Fiquei aliviada quando a bala foi removida e todos os vasos da perna do rapaz permaneceram intactos; depois, tio Charlie realocou a perna de modo a realinhar o osso da tíbia.

─ Senhorita Swan, pince a artéria femoral ─ ele mandou e eu o obedeci. Aquela seria a parte mais delicada ─ Vou religar a artéria femoral e depois que suturar tudo vou precisar que me ajudem a colocar um Thomas Splint na perna dele.

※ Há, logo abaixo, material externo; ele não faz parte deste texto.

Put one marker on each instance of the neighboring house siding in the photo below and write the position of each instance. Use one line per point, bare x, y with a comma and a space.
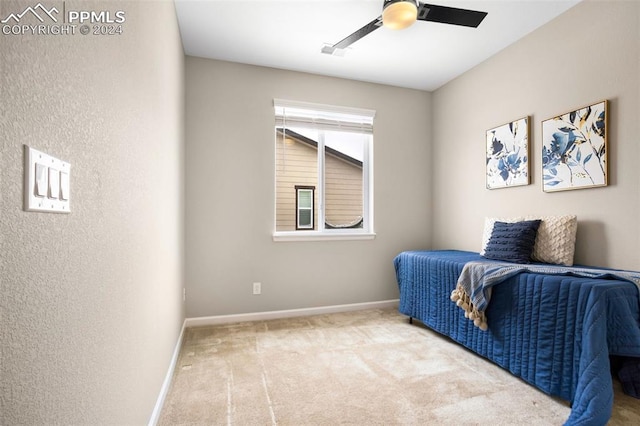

Angie e Vick se afastaram para pegar os materiais para o procedimento enquanto eu o ajudava a reconectar a artéria, suturando-a com fio de seda.


Cabana das Enfermeiras...

Lavei meu rosto, exausta de toda aquela operação, mas aliviada que tudo havia dado certo. Pelo menos por enquanto, porque diante de toda a complexidade da situação, não tinha como prever se a perna do garoto Cullen se curaria. Ou se mesmo a vida dele já estava fora de perigo.

Estava prestes a me trocar quando a porta da cabine foi aberta abruptamente por ninguém menos que o Sargento McCarthy.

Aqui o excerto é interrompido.